Coronavirus: HSE to restart testing of patients discharged to nursing homes

Testing of those leaving hospital stopped at peak of epidemic with patients instead told to isolate

The HSE policy for testing patients before discharging them into nursing homes was changed as it learned more about the virus. Photograph: David Ramos/Getty

The HSE policy for testing patients before discharging them into nursing homes was changed as it learned more about the virus. Photograph: David Ramos/Getty


The Health Service Executive (HSE) is to restart the testing of patients being discharged from hospital to nursing homes for Covid-19 this week.

The practice was discontinued at the height of the pandemic, the HSE confirmed in a statement, with patients instead advised to isolate in a single room for 14 days after being discharged. The decision to abandon testing in favour of isolation was first reported in Sunday’s edition of the Business Post.
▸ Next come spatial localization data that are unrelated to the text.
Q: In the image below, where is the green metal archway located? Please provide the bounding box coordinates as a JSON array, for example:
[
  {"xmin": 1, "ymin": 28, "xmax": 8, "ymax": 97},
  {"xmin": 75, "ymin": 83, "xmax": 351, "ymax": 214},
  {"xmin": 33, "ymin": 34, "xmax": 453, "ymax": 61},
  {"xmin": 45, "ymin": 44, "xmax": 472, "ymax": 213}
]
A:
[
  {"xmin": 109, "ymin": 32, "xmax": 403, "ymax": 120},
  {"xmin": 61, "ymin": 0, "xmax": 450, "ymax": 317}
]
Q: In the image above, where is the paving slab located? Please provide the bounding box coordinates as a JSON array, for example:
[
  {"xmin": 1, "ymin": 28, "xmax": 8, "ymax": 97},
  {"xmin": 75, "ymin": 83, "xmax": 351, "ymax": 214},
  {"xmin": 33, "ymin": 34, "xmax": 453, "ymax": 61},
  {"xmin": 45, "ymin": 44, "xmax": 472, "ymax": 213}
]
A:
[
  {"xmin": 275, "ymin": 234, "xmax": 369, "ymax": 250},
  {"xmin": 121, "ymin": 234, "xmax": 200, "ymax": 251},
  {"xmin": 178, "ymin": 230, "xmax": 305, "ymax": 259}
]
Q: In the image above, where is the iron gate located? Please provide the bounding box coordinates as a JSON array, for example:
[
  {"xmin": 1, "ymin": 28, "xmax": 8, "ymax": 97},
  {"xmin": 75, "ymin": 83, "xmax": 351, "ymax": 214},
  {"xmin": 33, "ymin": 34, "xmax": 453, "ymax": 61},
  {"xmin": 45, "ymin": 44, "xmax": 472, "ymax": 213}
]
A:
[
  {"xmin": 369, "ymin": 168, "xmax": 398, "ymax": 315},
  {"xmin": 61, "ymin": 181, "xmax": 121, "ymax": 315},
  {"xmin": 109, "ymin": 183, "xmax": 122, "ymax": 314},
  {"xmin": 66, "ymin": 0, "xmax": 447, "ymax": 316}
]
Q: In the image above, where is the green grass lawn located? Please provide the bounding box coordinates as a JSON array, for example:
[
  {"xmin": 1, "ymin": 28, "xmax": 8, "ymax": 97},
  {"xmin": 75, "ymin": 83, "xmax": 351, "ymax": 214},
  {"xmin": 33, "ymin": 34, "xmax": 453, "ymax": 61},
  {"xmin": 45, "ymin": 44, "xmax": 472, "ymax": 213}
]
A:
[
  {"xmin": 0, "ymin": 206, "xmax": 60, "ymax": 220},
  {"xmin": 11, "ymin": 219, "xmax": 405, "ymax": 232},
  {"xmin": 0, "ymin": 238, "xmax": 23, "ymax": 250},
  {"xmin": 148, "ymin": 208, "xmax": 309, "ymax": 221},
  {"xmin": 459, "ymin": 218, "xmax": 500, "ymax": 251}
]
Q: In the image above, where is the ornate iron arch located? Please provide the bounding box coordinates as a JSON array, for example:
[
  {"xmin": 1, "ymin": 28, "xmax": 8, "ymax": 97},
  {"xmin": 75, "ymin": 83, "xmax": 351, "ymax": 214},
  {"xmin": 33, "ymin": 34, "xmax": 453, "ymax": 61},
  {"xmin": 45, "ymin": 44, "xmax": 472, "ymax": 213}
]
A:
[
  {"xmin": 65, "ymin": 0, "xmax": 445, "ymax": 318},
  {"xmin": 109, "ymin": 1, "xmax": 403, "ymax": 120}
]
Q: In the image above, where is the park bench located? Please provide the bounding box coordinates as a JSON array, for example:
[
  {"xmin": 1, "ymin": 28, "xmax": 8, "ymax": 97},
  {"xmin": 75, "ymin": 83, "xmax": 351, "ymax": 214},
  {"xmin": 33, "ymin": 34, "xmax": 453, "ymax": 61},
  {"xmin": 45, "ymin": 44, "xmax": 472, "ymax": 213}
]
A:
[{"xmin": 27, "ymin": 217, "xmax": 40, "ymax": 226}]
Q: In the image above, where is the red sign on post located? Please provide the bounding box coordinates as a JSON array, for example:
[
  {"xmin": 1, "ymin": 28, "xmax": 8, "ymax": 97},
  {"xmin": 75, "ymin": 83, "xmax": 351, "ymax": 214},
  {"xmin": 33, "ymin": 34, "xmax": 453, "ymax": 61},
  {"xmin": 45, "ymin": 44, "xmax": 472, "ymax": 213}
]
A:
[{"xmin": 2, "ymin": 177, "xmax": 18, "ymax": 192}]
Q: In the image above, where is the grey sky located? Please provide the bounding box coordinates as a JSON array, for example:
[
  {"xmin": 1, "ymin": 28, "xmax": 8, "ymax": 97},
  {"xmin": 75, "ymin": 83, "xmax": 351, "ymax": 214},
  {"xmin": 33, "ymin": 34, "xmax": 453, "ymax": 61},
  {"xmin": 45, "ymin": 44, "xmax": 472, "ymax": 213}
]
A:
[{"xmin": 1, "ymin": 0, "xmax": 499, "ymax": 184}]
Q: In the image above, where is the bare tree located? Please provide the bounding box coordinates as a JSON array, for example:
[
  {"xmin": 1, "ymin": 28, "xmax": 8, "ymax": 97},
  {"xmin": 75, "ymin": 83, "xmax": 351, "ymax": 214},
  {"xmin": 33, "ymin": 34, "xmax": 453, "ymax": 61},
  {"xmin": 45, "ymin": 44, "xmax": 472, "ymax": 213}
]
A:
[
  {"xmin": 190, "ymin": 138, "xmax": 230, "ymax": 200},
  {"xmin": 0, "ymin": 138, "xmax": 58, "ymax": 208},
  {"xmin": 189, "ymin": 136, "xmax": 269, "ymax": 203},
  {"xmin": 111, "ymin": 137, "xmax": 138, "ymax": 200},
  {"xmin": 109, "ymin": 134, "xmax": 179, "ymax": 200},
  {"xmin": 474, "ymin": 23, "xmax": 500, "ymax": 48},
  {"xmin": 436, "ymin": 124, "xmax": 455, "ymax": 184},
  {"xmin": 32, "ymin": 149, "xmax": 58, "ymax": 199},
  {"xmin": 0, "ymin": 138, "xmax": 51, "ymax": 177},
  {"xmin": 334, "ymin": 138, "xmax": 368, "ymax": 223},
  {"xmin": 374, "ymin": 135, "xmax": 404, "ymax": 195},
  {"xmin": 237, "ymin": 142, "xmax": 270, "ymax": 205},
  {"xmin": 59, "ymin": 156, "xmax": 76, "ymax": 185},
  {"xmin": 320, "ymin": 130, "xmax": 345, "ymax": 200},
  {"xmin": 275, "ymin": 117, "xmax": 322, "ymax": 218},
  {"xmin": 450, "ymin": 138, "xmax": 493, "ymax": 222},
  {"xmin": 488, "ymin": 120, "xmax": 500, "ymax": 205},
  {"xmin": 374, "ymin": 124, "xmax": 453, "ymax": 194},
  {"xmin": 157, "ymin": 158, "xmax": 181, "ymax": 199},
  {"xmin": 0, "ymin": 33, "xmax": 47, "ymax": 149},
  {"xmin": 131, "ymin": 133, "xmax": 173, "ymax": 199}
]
In a lengthy statement, the HSE said that originally, testing of those being discharged was intended to differentiate between those most likely to be infectious, those who tested positive, and those unlikely to be infectious, who had tested negative.

However, the policy was altered, the HSE said, as it learned more about the virus, which can transmit asymptomatically at a higher rate than was originally thought. Similarly, false negatives raised the risk that someone could be tested and not have virus detected, despite being infected.

“As experience with Covid-19 was gained, it was agreed that a higher level of caution was required with all transfers to nursing homes. The requirement for testing before transfer was replaced by a requirement to isolate all people transferred to nursing homes in a single room for a monitoring period of 14 days.”

“This was done on the basis that testing that failed to detect the virus did not give sufficient assurance that the person was not infected.”

At the same time that testing was abandoned, the State’s testing system was coming under considerable pressure, with backlogs building up across all stages of the process amid equipment shortages and capacity constraints.

Updated guidance

A spokeswoman for the HSE said that in the next update to guidance on patient transfers, which is currently being finalised, “testing will be reinstated”. However, even if the virus is not detected, ie the test is negative, “the higher level caution of a requirement for isolation will remain”. The spokeswoman said improvements in the testing system should mean the reintroduction of testing will not cause unnecessary delays.

“In recent weeks testing turn around times have greatly improved in hospitals therefore testing is not now likely to cause delay in transfer.”

Tadhg Daly, the chief executive of Nursing Homes Ireland, welcomed the reintroduction of testing.

“Our point has been all the way through that all discharges need to be tested,” he said, adding that he felt the lack of testing had contributed to the spread of the disease in nursing homes.

“It gives you a baseline in terms of the resident coming out. Nursing homes need to know whether a person has had, or is Covid positive or not to develop a care plan and the nursing response appropriately.”

It is expected that the updated guidance for testing in these situations will be published on Tuesday.